No sabía lo que pasaba en los sótanos de tortura y la degradación humana. Pero sí ví en mi transito de la niñez a la adolescencia cómo muchos pasaban -o seguían- dando noticias como si sólo hubiera cambiado el gobierno y ellos hubieran bajado de una nave interplanetaria. ¡Pero si eran casi los mismos y siguen siéndolo! Lo malo es la hipocresía, lo malo es señalar sólo a Mariano Grondona o a José Gómez Fuentes, por poner dos ejemplos extremos del periodismo vernáculo, como cómplices de la mentira más grande, la del ocultamiento más grande de la historia argentina.

¡Y que encubrió la mayor masacre: la de miles de vidas, de uno y otro bando, y de los que no tenían nada que ver, y la de la verdad!. Porque nunca más haya un 24 de marzo. Porque nunca más lleguemos a estar como el 23 de marzo de 1976. Porque nunca más haya un 19/20 de diciembre en el país. El horror, nunca más. El odio, nunca más.
En memoria de los que ya no están y en honor de los que sobrevivimos sabiendo o no que estábamos sobreviviendo.

Marcelo Mendieta (h)
http://elinformatorio.blogspot.com/

7 comentarios :

Anónimo dijo...

Realmente he leído la nota escrita por el Sr.Mendieta (h) con una íntima emoción recordando las circunstancias vividas por el golpe militar.
Magnífico relato, desde la visión de un niño (como los que yo tenía en ese momento) hasta la de un adolescente que hizo que el hombre periodista que es hoy en día tenga una visión, clara, profunda y emocionada de los sucesos pasados.

Anónimo dijo...

Es un relato tan real que al leer este artículo, regresaron a mi mente momentos vividos con tristeza y miedo.Es un texto bellísimamente narrado por su estructura así como por su contenido.A tal punto que logró emocionarme.
Felicitaciones a quien pudo transmitir tan claramente hechos ocurridos en el pasado. Es un excelente comentarista.

Anónimo dijo...

Realmente lei el vínculo, es muy emocionante, desde mas alla lo que es la vision de un niño

Maria Zaldívar dijo...

Excelente narración, Marcelo! A mi no me sorprende xq te conozco. Me viene a la memoria la obra de Osborne, "Recordando con ira" y tu trabajo es lo contrario, "Recordando sin ira". Felicitaciones!!!

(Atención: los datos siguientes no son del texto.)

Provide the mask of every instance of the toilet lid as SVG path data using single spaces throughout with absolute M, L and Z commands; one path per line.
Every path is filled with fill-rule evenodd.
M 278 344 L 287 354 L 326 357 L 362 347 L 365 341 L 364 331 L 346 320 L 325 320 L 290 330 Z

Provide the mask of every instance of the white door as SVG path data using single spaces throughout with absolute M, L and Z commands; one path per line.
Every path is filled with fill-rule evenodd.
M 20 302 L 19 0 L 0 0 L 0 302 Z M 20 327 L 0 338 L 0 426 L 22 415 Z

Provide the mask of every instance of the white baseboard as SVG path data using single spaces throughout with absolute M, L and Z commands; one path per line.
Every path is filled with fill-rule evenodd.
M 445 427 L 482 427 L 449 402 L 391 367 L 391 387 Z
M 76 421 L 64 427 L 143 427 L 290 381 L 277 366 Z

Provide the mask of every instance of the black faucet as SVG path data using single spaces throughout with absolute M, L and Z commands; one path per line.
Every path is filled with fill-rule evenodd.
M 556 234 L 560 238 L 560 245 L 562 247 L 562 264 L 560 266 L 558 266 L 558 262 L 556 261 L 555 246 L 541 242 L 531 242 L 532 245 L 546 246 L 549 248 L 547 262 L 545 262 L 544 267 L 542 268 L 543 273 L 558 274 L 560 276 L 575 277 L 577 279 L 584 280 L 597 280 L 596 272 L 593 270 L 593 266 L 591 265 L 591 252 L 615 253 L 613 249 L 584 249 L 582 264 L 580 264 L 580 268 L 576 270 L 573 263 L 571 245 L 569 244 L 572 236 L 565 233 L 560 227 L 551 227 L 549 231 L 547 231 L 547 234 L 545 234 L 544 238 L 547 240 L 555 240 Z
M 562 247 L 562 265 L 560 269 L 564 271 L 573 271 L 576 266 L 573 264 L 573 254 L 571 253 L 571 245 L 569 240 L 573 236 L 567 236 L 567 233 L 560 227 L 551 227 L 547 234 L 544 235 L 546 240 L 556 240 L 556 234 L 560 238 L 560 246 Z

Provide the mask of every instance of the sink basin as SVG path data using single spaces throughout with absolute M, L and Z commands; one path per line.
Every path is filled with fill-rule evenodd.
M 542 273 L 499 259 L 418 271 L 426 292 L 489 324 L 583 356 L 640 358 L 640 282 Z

Marcelo Mendieta (h) dijo...

Muchas gracias, María, por tus generosas palabras. Un beso.

Yolanda Reynoso dijo...

Bueno, como dije en mi comentario anterior no te conocia, pero si a tu Padre, y tengo un hijo dos años mayor que vos, que el sì conociò y a los 14 años lo conecto con Manfred Schoenfeld que le diò varios artìculos para que corrigiera.
Mi hijo no lo olvida y tu historia es muy parecida a la suya con la diferencia que se crio en una flia. politizada y leia todo de todo, y si escribiera o fuera periodista escribiria muy parecido a vos. Te felicito y te deseo lo mejor en tu vida. Que Dios te Bendiga.
Yolanda Reynoso

Marcelo Mendieta (h) dijo...

Muchas gracias, Yolanda, por tu comentario y por compartir la historia. ¡Qué bueno debe haber sido para tu hijo conocer al maestro Manfred! Cariños.